Dopo alcuni mesi di sperimentazione, ecco cosa ho imparato: il microdosing e il caffè possono essere una combinazione potente, ma è tutta una questione di equilibrio. Per me, una piccola microdose combinata con una tazza di caffè al mattino funziona meglio. Qualcosa di più, e gli effetti iniziano a contrastarsi a vicenda.
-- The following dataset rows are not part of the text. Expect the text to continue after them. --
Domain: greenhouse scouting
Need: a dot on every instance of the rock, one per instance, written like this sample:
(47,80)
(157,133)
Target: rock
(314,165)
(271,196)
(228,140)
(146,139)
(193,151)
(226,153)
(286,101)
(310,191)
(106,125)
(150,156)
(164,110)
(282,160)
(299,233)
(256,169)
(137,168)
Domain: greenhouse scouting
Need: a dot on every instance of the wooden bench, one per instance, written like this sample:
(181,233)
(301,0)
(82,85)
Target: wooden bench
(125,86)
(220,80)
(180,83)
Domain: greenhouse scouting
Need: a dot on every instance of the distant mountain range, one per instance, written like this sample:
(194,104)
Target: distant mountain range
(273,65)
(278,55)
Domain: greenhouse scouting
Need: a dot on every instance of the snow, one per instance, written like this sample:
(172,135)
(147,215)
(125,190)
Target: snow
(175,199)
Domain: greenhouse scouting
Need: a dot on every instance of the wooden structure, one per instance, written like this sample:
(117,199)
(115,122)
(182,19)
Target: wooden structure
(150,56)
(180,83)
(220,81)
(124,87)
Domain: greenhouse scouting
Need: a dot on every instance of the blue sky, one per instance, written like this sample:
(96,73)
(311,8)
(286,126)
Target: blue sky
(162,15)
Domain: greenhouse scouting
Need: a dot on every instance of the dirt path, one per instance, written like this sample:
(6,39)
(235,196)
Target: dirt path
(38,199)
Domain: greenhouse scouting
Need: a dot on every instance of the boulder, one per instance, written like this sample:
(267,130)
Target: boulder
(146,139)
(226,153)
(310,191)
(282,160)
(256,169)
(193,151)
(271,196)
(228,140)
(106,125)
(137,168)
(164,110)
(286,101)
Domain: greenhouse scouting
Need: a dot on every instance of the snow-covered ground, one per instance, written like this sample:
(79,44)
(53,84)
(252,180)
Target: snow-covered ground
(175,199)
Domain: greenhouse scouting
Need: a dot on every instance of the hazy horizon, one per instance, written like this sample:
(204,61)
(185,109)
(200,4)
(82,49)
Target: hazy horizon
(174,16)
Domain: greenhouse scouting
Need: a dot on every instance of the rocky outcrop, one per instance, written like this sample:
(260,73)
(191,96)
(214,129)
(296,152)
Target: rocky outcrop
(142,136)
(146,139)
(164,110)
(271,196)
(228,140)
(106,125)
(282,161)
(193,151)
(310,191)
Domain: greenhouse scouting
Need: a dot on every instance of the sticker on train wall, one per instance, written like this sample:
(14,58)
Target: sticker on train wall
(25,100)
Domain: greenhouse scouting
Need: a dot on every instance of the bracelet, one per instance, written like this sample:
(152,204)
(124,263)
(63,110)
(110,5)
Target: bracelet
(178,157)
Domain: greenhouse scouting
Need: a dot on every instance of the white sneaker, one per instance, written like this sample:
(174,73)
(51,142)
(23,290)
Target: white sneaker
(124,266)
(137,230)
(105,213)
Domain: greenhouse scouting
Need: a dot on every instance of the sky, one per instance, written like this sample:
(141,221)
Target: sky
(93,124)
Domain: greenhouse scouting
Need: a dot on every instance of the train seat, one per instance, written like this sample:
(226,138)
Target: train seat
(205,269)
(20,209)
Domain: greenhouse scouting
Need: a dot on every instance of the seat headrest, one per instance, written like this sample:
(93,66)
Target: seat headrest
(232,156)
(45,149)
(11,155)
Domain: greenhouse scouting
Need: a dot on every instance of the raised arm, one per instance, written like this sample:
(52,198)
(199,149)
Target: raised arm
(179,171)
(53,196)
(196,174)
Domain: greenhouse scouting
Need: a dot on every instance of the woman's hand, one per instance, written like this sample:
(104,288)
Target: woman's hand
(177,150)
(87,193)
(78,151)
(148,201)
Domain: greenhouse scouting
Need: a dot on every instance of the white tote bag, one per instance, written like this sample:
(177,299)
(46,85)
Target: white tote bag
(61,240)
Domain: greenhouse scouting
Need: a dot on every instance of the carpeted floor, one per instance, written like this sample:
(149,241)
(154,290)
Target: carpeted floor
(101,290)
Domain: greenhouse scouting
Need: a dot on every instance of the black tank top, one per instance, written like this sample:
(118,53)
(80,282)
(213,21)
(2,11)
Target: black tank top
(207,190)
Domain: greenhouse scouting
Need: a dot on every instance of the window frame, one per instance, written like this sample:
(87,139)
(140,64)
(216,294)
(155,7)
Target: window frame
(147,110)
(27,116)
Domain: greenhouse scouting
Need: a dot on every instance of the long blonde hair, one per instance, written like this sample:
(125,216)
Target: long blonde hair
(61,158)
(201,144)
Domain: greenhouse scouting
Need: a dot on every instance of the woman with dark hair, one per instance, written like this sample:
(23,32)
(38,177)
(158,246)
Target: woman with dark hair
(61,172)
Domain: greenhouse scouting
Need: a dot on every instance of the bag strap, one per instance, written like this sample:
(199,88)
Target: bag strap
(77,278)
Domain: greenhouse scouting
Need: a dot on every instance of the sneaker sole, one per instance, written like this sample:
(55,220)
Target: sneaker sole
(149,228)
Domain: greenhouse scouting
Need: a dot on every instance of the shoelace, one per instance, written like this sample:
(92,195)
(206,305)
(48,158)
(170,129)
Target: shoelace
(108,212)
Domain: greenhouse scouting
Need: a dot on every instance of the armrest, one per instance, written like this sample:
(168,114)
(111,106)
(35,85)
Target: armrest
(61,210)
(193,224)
Se sei curioso di provare tu stesso, ecco alcuni consigli:

  • Inizia in piccolo: sia con il caffè che con il microdosing, meno è spesso meglio. Non esagerare.
  • Ascolta il tuo corpo: presta attenzione a come ti senti sia fisicamente che mentalmente. Se sei ansioso, considera di saltare il caffè o il microdosing quel giorno.
  • Annota la tua esperienza: ho trovato utile tenere un registro di come mi sentivo nei giorni in cui combinavo le due cose. Questo mi ha aiutato a monitorare cosa funzionava e cosa no.
  • Sfida: se bevi già caffè, prova questo: per una settimana, annota come ti senti dopo la tua tazza mattutina. Sei più concentrato? Più ansioso? Nota come la tua mente e il tuo corpo rispondono alla caffeina nel tempo. E se decidi di sperimentare con il microdosing (in modo sicuro e legale, ovviamente), monitora anche quello!

Guardando avanti

In questi giorni sto ancora sperimentando. Ho imparato che questa combinazione può essere uno strumento incredibile per la concentrazione e la creatività, ma non è qualcosa su cui faccio affidamento ogni giorno. Invece, la conservo per quei momenti in cui ho bisogno di una spinta extra — quando sono immerso in un progetto creativo o ho una giornata piena di compiti mentalmente impegnativi.

Per quanto riguarda il futuro, sono curioso di vedere come altre routine e rituali possano migliorare ulteriormente la mia produttività. Meditazione? Più attività fisica? Una pausa totale dalla caffeina? Chissà? Il viaggio continua.

E tu? Sei pronto a sperimentare con i tuoi strumenti e rituali di produttività? Fammelo sapere nei commenti — che tu sia un amante del caffè, un appassionato di microdosing o semplicemente qualcuno che cerca di dare una svolta alla routine quotidiana, mi piacerebbe ascoltare la tua storia.